I am trying to derive the asymptotic expansion for the logarithmic integral. I found the following question very useful (logarithmic integral function and asymptotic expansion), but I am still not getting the right conclusion and so I wanted to ask this question.
I am supposed to find that $Li(x) = \frac{x}{\log x} + \frac{1!x}{\log^2x}+\cdots+\frac{(k-1)!x}{\log^kx}+O\left(\frac{x}{\log^{k+1}x}\right)$, but I get extra terms that I don't know how to remove.
We have
$$ Li(x) = \int_2^x\frac{1}{\log t}dt = \int_{\log2}^{\log x}\frac{e^y}{y}dy $$
after a change of variables ($t=e^y$). But if I apply integration by parts to this, I find the desired terms, but also some undesired terms (of the form $2/\log^k2)$.
\begin{align*}
Li(x) &= \frac{e^y}{y}\Big|_{\log2}^{\log x} + \int_{\log2}^{\log x}\frac{e^y}{y^2}dy \\
&= \frac{x}{\log x}-\frac{2}{\log2} + \frac{e^y}{y^2}\Big|_{\log2}^{\log x} + \int\frac{2e^y}{y^3}dy \\
&= \frac{x}{\log x} + \frac{x}{\log^2x}-\frac{2}{\log2}-\frac{2}{\log^22} + \int\frac{2e^y}{y^3}dy.
\end{align*}
It's very clear that as I repeat this process I am going to get these unwanted terms.

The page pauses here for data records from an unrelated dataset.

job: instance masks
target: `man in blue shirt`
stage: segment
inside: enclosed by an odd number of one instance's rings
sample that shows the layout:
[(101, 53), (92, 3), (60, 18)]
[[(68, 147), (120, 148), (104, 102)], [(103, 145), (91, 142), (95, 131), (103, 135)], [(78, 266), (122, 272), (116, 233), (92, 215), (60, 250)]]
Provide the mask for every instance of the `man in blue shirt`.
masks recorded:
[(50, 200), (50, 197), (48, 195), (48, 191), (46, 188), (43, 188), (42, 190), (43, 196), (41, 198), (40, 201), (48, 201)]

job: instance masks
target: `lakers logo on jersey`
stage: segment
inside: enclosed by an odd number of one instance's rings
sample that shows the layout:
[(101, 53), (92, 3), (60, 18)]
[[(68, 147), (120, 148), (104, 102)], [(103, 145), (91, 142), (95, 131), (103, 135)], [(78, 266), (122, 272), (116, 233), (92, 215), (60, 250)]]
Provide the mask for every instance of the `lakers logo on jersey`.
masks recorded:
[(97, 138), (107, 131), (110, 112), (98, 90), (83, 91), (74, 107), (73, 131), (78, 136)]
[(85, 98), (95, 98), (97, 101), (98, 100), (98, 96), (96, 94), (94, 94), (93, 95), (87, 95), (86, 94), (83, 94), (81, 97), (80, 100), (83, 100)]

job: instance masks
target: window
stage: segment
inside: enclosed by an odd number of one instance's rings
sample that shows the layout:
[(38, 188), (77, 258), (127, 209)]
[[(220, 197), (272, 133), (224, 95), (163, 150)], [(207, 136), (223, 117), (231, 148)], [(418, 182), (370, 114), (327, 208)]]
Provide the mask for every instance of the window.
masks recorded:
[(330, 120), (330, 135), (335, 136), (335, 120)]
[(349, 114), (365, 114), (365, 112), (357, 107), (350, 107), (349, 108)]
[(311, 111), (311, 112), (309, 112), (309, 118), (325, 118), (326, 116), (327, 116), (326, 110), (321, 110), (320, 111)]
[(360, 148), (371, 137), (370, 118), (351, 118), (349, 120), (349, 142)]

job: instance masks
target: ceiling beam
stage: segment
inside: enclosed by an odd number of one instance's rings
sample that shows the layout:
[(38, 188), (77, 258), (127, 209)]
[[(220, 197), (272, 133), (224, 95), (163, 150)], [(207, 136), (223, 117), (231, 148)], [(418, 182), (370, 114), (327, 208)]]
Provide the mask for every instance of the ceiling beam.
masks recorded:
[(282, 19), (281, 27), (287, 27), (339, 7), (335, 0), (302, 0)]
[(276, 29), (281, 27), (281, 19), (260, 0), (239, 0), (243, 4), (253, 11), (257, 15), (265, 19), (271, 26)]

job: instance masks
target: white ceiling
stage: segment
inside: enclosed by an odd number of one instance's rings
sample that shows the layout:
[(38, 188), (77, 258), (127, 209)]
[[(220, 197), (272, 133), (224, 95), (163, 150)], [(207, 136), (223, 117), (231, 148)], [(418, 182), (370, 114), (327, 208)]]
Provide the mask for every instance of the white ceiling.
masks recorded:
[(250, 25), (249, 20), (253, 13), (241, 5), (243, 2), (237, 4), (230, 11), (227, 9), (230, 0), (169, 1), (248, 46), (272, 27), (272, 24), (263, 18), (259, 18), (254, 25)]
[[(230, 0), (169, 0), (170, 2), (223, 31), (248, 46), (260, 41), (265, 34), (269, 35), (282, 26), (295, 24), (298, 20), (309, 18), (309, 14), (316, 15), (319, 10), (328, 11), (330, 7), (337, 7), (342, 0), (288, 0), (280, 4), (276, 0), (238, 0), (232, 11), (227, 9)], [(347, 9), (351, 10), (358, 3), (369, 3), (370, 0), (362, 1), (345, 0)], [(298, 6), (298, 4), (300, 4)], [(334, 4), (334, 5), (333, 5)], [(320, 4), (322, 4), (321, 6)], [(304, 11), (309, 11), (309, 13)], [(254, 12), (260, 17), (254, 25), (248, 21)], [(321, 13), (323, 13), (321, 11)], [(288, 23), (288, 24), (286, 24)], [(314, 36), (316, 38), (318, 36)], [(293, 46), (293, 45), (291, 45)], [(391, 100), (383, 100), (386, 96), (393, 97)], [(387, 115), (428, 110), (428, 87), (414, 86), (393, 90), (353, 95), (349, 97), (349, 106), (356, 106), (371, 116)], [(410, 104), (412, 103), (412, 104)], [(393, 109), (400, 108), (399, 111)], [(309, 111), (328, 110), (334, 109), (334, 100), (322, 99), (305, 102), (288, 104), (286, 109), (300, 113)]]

So can anybody explain to me how to remove these and find what we desire?
Best Answer
You do not remove the terms $-\frac2{\log^k2}$. You tuck them under the $O\left(\frac x{\log^{k+1}x}\right)$ term in the asymptotic expansion, since they are all constants.
That these terms increase in magnitude explains why the expansion is only asymptotic – it does not converge as more terms are taken.